Caryn Gutterman designed this business card for photographer Scott Regan. We are suckers for letterpress printing the unique, custom and out of the ordinary. And these business cards are no ordinary cards. If Scott Regan hands you a business card, you will KNOW he’s handed you a business card. The thick stock is 60pt blotter stock. It is a little more textured on one side than the other. The texture of this stock is deep – reminds us of the finish on an egg carton, kind of raw and porous in appearance. It takes some work to print a solid letterpress, even more work on this stock. It’s not a fine surface like cotton sheets, but it’s soft and takes a nice impression which makes it attractive for letterpress. The paper just drinks up the ink and leaves paper fuzz everywhere – guess that’s why it’s a blotter stock. But the result is really beautiful. There is an uneven nature to the way the ink lays on the heavy formation of the paper. We printed the gray ink first, then the tightly registered yellow logo. The card was trimmed and edge colored in a PMS matching yellow. We like the simple modern design combined with the raw material – people will hang onto this card for sure.
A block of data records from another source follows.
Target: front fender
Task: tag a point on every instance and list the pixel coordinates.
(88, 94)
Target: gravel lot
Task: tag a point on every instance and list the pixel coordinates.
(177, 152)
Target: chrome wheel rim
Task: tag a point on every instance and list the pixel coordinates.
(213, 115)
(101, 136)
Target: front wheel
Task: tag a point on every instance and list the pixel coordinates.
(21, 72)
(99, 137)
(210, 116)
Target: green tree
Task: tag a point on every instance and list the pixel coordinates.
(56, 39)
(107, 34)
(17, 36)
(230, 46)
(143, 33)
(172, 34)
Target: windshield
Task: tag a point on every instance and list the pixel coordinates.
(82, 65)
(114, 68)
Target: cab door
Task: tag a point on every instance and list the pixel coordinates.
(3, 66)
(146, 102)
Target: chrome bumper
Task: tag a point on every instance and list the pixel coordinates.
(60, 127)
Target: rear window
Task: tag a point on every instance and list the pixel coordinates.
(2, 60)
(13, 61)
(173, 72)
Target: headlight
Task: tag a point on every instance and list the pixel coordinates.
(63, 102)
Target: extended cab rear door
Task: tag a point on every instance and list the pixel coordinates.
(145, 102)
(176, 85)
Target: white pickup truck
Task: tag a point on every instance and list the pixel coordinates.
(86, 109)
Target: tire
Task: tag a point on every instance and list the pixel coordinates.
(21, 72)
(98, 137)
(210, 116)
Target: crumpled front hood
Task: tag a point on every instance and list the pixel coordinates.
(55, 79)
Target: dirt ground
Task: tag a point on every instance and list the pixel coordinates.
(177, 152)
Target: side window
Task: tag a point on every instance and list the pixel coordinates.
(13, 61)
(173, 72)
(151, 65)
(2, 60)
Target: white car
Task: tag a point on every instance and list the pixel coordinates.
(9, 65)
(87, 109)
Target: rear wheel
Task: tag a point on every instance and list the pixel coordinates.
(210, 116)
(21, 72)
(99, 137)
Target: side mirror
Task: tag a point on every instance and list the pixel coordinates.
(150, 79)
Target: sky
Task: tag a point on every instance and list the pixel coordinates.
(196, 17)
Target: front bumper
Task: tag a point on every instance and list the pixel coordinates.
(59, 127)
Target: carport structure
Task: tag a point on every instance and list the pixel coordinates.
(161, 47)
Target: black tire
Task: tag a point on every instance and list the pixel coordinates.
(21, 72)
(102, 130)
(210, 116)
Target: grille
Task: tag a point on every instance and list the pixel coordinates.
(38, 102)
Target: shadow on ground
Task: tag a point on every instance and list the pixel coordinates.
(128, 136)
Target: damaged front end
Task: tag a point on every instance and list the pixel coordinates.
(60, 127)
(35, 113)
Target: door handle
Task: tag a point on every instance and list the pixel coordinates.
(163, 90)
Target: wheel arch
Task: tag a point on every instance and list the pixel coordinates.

Ooooo so yummy good. I love the way you guys love the letterpress. My goal is to use letterpress like this one day.
your registration is unbelievable. [bowing to you here]
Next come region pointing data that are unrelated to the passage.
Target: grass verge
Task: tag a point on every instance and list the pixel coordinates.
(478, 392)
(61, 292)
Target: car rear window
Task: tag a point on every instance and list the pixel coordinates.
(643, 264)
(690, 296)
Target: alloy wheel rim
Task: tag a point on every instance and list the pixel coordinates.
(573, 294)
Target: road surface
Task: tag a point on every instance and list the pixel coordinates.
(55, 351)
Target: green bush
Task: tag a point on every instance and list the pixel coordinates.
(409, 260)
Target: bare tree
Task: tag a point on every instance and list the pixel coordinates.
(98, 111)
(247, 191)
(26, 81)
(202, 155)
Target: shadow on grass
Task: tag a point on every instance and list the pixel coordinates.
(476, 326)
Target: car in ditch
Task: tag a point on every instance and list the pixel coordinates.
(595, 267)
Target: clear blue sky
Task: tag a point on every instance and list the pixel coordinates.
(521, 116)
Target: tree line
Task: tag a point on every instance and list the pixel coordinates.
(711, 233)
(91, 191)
Innnnntersting paper there. I see a surperhero who’s home planet is the moon. lol
Awesome that you were able to keep so much of the texture while printing a color flood though. Did you kiss it and the ink soaked in, or is the paper texture just that deep?
The texture is that deep. A heavy impression is needed to get even inking on such textural stock. Such a fluffy stock actually gets much thinner with full ink coverage because the whole sheet is being compressed.